As usual there is a pdf version available.
This bridge at Finsbury Park now carries a foot and cycle track called the Parkway. It has obviously been messed about more than a little in it’s life but a look at the location is multiply interesting.
My attention was drawn to it by a help request for Archie-M. A question about analysing a bridge with ring separation. Since so many such cases are not truly ring separation. I requested photographs and once I had seen one had to go at the next opportunity.
One thing that isn’t at all obvious, but which explains some details is there was once a station on the bridge. You can see it here. A lot of buildings have gone including the timber cantilevered platforms and the wooden station building that once obscured the right hand arch. There is an intermediate state pictured here.
If you look at the map link above you will see that there is another railway directly underneath. The visible road and railway cross more or less at right angles but from the top we can see another railway below ground and it passes directly under this main arch at 45o. It is just visible in this picture. The dates are interesting because the Tottenham and Hampstead Railway at the bottom opened in July 1868 and the Edgeware, Highgate and London on top in August 1867. So it is at least possible that the tunnel for the T&H was driven under the bridge of the EH&L.
There is also a nasty crack visible in the parapet. And notice how the track bed drops steeply off the end of the bridge.

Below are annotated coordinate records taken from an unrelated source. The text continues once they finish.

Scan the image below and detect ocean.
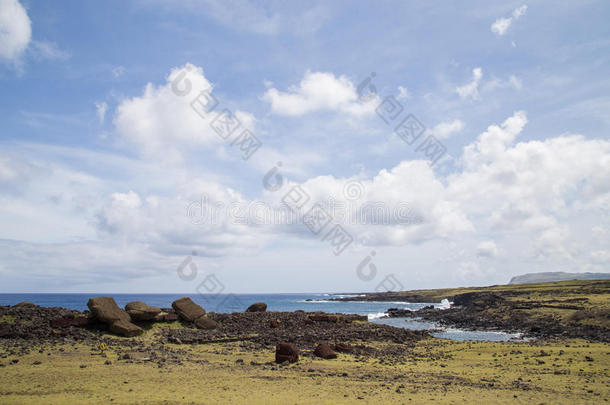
[0,294,520,341]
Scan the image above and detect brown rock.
[87,297,131,325]
[275,342,299,363]
[333,343,354,353]
[125,301,161,321]
[15,301,36,308]
[50,316,90,328]
[313,343,337,359]
[153,312,178,322]
[195,316,218,330]
[246,302,267,312]
[308,314,339,323]
[172,297,205,322]
[110,320,144,337]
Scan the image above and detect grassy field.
[0,281,610,404]
[0,328,610,404]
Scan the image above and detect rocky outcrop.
[313,343,337,359]
[194,316,218,330]
[172,297,218,330]
[275,342,299,363]
[110,320,143,337]
[125,301,161,321]
[172,297,205,322]
[246,302,267,312]
[87,297,143,337]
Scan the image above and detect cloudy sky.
[0,0,610,293]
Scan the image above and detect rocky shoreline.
[0,297,429,365]
[356,282,610,343]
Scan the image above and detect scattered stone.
[110,321,144,337]
[195,316,218,330]
[153,312,178,322]
[333,343,354,353]
[15,301,36,308]
[87,297,131,325]
[172,297,205,322]
[275,342,299,363]
[125,301,161,321]
[50,316,91,328]
[246,302,267,312]
[313,343,337,360]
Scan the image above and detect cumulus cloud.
[0,0,32,65]
[114,63,255,159]
[477,240,498,257]
[455,67,483,100]
[95,101,108,124]
[491,5,527,36]
[263,71,377,117]
[428,120,464,139]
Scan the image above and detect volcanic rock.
[172,297,205,322]
[275,342,299,363]
[313,343,337,359]
[87,297,131,325]
[110,320,144,337]
[125,301,161,321]
[195,316,218,330]
[246,302,267,312]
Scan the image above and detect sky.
[0,0,610,293]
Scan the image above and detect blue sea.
[0,294,520,341]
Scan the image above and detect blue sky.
[0,0,610,292]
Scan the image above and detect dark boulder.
[246,302,267,312]
[333,343,354,353]
[172,297,205,322]
[87,297,131,324]
[110,320,144,337]
[195,316,218,330]
[313,343,337,359]
[153,312,178,322]
[125,301,161,321]
[49,316,91,328]
[275,342,299,363]
[15,301,36,308]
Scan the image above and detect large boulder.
[172,297,205,322]
[275,342,299,363]
[153,312,178,322]
[87,297,131,325]
[246,302,267,312]
[15,301,36,308]
[125,301,161,321]
[50,316,91,328]
[195,316,218,330]
[110,320,144,337]
[313,343,337,359]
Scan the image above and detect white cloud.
[477,240,498,257]
[114,63,255,160]
[263,71,377,117]
[111,66,127,79]
[428,120,464,139]
[491,5,527,36]
[31,41,71,60]
[455,67,483,100]
[0,0,32,65]
[396,86,412,100]
[95,101,108,124]
[491,18,513,36]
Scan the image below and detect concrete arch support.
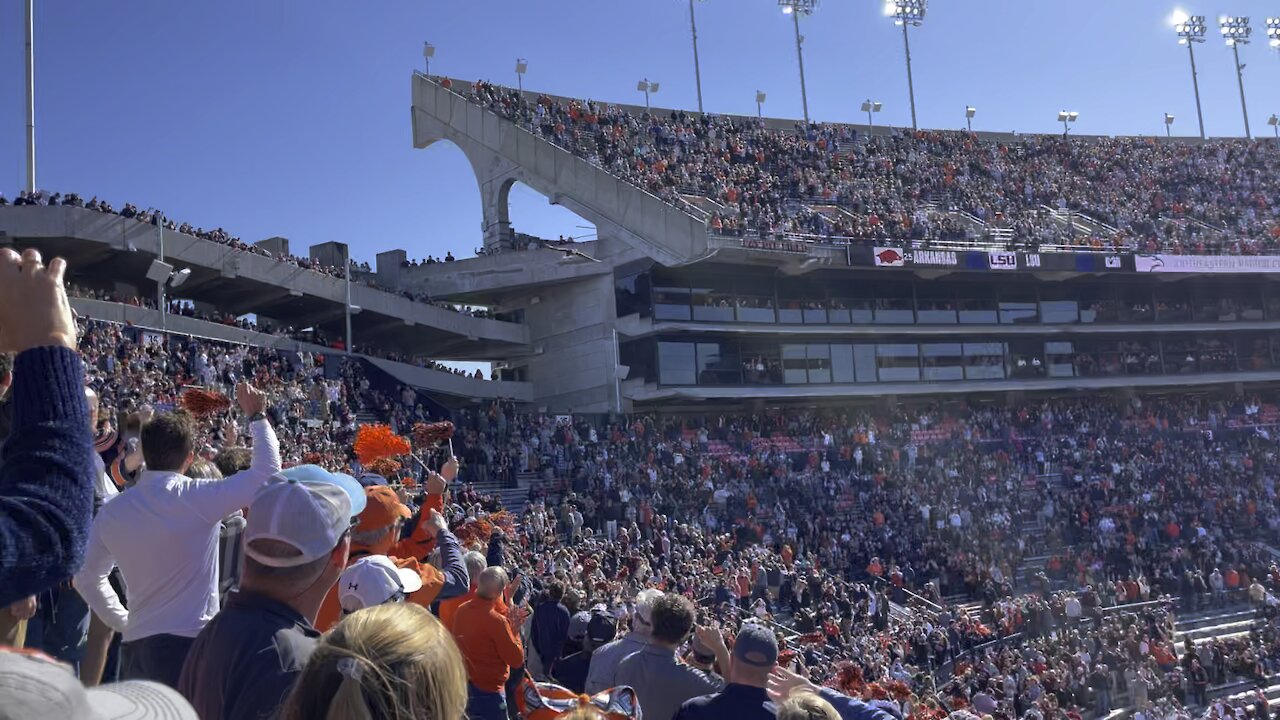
[412,74,708,265]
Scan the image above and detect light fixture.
[1172,10,1208,140]
[778,0,818,124]
[884,0,929,129]
[636,78,658,110]
[1219,15,1253,137]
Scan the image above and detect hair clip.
[338,657,361,683]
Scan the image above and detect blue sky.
[0,0,1280,261]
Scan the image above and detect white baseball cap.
[244,479,352,568]
[338,555,422,612]
[0,650,198,720]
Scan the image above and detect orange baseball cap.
[356,486,413,532]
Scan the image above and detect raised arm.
[0,249,93,607]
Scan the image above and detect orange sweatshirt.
[453,597,525,693]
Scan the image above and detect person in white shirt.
[74,383,280,687]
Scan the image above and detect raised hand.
[0,247,76,352]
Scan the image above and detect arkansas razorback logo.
[876,247,904,268]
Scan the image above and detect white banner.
[1133,255,1280,273]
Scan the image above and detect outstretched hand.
[0,247,76,352]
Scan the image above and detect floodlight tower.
[1057,110,1080,137]
[863,100,884,128]
[1174,10,1208,140]
[636,78,658,110]
[1219,15,1253,137]
[778,0,818,124]
[884,0,929,129]
[689,0,707,114]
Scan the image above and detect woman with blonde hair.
[280,603,467,720]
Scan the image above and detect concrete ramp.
[412,73,708,265]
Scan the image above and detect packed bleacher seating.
[466,82,1280,255]
[0,250,1280,720]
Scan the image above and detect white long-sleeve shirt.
[74,420,280,642]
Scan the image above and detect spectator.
[532,580,570,676]
[614,592,728,717]
[277,603,475,720]
[316,461,468,632]
[76,383,280,687]
[0,650,201,720]
[675,623,778,720]
[586,588,662,694]
[178,465,364,720]
[453,568,529,720]
[0,249,93,604]
[438,550,491,633]
[338,555,424,609]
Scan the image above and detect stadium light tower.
[884,0,929,129]
[1057,110,1080,137]
[26,0,36,192]
[1174,10,1208,140]
[636,78,658,110]
[778,0,818,124]
[1219,15,1253,137]
[689,0,707,114]
[863,100,884,127]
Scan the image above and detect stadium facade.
[394,74,1280,411]
[0,74,1280,414]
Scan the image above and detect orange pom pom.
[356,424,411,468]
[178,387,232,418]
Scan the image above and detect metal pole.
[156,220,169,338]
[1231,42,1253,140]
[1187,45,1204,140]
[902,20,919,129]
[689,0,703,114]
[613,328,622,416]
[791,9,809,124]
[343,245,353,355]
[27,0,36,193]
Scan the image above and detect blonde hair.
[280,603,467,720]
[778,689,840,720]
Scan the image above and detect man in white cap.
[586,588,662,694]
[338,555,422,616]
[178,465,355,720]
[0,650,200,720]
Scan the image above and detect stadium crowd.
[0,250,1280,720]
[465,82,1280,255]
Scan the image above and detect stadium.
[0,0,1280,720]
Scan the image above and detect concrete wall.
[412,74,707,265]
[70,297,534,402]
[0,206,529,345]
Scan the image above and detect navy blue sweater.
[0,347,93,607]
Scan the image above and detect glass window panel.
[658,342,698,386]
[854,336,880,383]
[956,284,998,325]
[653,287,692,320]
[831,345,858,383]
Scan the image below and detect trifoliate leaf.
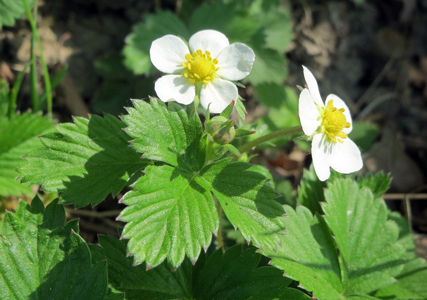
[0,197,107,300]
[91,236,311,300]
[203,159,284,248]
[123,11,189,75]
[0,0,34,29]
[120,166,218,267]
[348,122,379,153]
[387,211,415,260]
[357,172,391,198]
[0,113,53,196]
[19,115,147,207]
[267,205,342,300]
[322,179,404,295]
[267,178,404,300]
[120,99,290,267]
[375,258,427,300]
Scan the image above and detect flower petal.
[150,34,190,74]
[298,89,321,136]
[311,133,332,181]
[302,66,325,107]
[154,75,196,104]
[217,43,255,80]
[200,78,239,114]
[188,30,230,58]
[330,138,363,174]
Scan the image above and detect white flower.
[150,30,255,113]
[298,66,363,181]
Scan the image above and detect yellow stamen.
[320,100,351,143]
[182,49,219,84]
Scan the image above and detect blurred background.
[0,0,427,258]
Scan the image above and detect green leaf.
[357,172,391,198]
[250,0,292,53]
[244,47,288,85]
[120,98,290,267]
[0,0,34,29]
[93,54,133,80]
[0,112,53,196]
[123,98,205,172]
[298,164,326,214]
[0,79,9,118]
[123,11,189,75]
[375,258,427,300]
[322,179,404,295]
[267,178,404,299]
[120,166,218,267]
[19,115,147,207]
[91,236,311,300]
[0,197,107,299]
[348,122,379,153]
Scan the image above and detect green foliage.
[119,98,283,267]
[19,115,147,207]
[0,197,107,300]
[0,0,34,29]
[348,122,379,153]
[123,11,190,75]
[91,236,311,300]
[298,164,326,214]
[0,113,53,196]
[268,179,404,299]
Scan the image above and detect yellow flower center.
[182,49,219,83]
[320,100,350,143]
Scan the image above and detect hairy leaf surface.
[91,236,311,300]
[0,197,107,300]
[0,112,53,196]
[19,115,147,207]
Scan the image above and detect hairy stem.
[22,0,52,116]
[238,126,302,153]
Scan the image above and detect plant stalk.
[238,126,302,153]
[22,0,52,116]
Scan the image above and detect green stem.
[30,1,40,111]
[22,0,52,116]
[216,201,224,251]
[238,126,302,153]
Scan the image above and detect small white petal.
[325,94,353,134]
[311,133,331,181]
[200,78,239,114]
[298,89,321,136]
[330,138,363,174]
[150,34,190,74]
[188,30,230,58]
[302,66,324,107]
[154,75,196,104]
[217,43,255,80]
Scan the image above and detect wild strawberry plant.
[0,7,427,300]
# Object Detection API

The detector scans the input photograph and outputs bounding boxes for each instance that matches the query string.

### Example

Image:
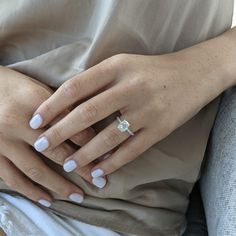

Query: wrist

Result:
[173,29,236,100]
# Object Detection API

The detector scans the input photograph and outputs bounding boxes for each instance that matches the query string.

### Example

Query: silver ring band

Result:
[116,116,134,136]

This is indeed ring separation but perhaps we need to think a bit more about it.
Just a little closer and it is surely clear that the right-hand half of this arch is pretty much undisturbed. The ring separation is a symptom of a hinge roughly at the top of the arch backing. There is a reverse hinge at the crown but that doesn’t cause anything like the same distress because the rings cannot drop away from there. And look, it is the same at the other end.

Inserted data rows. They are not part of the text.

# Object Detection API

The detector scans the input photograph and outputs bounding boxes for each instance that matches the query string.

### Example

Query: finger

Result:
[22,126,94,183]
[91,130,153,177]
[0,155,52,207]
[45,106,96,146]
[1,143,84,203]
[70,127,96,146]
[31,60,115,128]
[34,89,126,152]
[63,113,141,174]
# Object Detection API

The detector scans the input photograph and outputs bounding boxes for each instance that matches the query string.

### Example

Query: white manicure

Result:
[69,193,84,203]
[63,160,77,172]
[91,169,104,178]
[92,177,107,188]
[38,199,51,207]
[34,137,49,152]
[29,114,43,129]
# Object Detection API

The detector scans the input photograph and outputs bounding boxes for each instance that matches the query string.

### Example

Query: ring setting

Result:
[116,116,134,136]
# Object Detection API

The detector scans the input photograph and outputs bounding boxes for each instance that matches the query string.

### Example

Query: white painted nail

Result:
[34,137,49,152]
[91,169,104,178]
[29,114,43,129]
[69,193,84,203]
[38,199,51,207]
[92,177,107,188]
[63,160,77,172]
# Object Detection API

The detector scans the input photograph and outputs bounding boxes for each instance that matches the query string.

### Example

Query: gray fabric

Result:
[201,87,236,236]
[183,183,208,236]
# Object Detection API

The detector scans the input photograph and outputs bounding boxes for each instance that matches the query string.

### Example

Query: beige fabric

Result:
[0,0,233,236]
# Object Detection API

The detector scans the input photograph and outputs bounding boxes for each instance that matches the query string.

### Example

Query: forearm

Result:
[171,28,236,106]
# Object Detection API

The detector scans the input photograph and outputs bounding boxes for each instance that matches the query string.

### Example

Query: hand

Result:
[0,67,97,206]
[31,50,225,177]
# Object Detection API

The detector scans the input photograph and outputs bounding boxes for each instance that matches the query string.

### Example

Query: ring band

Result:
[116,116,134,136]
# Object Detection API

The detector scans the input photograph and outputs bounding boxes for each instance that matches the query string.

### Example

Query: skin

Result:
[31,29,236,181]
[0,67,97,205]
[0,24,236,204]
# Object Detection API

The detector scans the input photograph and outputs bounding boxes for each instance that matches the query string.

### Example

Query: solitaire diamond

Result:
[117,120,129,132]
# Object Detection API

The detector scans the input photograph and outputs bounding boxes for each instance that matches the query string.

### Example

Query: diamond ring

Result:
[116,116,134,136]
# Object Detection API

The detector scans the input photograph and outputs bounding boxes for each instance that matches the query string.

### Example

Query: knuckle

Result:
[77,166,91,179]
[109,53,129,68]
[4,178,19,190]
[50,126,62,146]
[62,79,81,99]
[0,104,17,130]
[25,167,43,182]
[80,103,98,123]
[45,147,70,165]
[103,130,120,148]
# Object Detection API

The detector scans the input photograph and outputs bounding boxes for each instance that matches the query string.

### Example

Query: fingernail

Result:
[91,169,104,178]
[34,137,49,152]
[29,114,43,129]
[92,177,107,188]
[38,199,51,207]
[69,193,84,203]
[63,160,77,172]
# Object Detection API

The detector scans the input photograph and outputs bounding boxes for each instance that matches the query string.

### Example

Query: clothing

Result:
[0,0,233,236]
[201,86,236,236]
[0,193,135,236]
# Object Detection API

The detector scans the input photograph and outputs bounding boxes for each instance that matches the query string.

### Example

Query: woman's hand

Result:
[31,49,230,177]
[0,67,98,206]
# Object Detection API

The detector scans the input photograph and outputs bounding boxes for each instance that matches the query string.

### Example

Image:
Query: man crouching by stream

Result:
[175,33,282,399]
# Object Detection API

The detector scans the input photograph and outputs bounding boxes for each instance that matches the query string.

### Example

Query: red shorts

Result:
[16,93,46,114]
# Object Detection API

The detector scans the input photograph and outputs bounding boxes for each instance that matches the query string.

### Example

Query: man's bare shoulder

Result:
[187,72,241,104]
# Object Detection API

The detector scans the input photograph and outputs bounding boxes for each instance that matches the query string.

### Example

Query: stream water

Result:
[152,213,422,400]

It was quite hard to get an angle on this but the string course dips away dramatically. The abutment has dropped by some distance.
Here you can see the sweep in the beds of the spandrel wall, but the articulation of the parapet is even more pronounced.

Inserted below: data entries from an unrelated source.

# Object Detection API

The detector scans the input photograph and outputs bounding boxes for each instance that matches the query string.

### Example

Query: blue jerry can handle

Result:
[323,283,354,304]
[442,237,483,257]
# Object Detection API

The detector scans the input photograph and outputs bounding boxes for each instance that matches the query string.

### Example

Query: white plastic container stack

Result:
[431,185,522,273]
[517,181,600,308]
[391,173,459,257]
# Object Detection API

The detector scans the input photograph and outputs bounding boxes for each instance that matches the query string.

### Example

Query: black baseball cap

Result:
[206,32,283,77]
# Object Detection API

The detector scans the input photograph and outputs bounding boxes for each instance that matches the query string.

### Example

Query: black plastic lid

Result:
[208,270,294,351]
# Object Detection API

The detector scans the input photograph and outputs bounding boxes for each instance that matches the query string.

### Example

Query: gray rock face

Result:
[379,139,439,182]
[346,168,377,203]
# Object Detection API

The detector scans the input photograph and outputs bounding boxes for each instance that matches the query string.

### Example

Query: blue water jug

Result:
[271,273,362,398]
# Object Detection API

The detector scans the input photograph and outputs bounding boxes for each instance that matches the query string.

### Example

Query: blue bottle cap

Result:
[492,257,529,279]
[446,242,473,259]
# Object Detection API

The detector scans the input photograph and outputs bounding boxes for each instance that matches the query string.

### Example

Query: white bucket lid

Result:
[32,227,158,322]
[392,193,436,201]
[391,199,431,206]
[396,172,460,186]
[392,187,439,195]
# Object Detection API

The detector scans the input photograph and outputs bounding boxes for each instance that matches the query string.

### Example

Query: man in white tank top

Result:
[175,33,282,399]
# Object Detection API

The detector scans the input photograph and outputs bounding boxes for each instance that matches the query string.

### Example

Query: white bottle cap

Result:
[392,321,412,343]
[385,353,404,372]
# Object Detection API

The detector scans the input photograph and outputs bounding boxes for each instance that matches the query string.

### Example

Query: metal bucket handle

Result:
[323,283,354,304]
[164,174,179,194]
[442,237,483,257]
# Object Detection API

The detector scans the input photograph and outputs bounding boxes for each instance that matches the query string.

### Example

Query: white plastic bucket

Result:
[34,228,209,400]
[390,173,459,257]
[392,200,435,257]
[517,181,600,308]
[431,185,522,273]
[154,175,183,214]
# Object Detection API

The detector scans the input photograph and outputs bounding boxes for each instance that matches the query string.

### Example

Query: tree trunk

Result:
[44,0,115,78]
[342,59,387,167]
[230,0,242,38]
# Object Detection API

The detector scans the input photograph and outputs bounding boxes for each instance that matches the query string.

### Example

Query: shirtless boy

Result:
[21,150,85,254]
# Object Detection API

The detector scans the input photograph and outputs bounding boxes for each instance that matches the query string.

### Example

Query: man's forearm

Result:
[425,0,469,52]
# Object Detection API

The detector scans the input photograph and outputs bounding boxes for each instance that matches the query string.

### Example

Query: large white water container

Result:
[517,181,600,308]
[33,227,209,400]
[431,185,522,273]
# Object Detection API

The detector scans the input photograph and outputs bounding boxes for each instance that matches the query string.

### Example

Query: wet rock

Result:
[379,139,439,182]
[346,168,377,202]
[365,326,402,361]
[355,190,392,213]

The layout of those props is quite strange.
What are they supported on?
In truth, very little. They are capable of holding up bricks and stopping them falling, but not of holding the bridge together.
And it looks as though the embankment has been homesteaded and turned into a garden.
Not only that, but to do it, the ground has been levelled across, dramatically reducing the support of the wing wall
Interestingly, the other end, though it looks the same from a distance, is only propped at the edges
So what about diagnosis? We have seen the symptoms, what about the cause?
Well, I suspect that the bridge below is providing very solid support for the piers and the abutments have inadequate foundations. It would be good to put an instrument over it and see just how far out of level it is but I think I took enough photos to build a model ad when there is time and space to do that we may be able to see more.
Having got this far we managed to slot a model build into an already busy programme. It is by no means perfect, produced from hand held pics from a pocket camera (admittedly one that cost £1000 with a big 20Mb sensor). But access was tricky and get good photos more so. Most were from much further away than we would normally do so the outcome is somewhat blurred. The Sketchfab Model here is even less sharp than the one in our viewer. However, we can (from the viewer), get a square shot of one of the side span spandrels which shows us a lot.
Two vertical cracks in the spandrel/parapet for a start. A closer look at those is in order.
One is roughly at the quarter point, probably starting from where the top of backing meets the arch. It is, on the whole, wider at the top than the bottom, though there is a possible slip plane at the evel of the white line, meaning the crack closes again there. The second crack, perhaps half way from the first to mid span is definitely tight at the top and more open at the bottom. Everything to the right of this crack has surely been pushed further right to allow this movement. The white line (approximately horizontal) shows the bed to be level to the left and then to slope between the two cracks.
The model these images come from is much higher quality, but you might like to explore a little for yourself so here is one in Sketchfab:
And because it is already late and I am very busy, that will have to do. Though it must be obvious there is much more to see here. I have something special in mind for the year end but I think I may return here in January.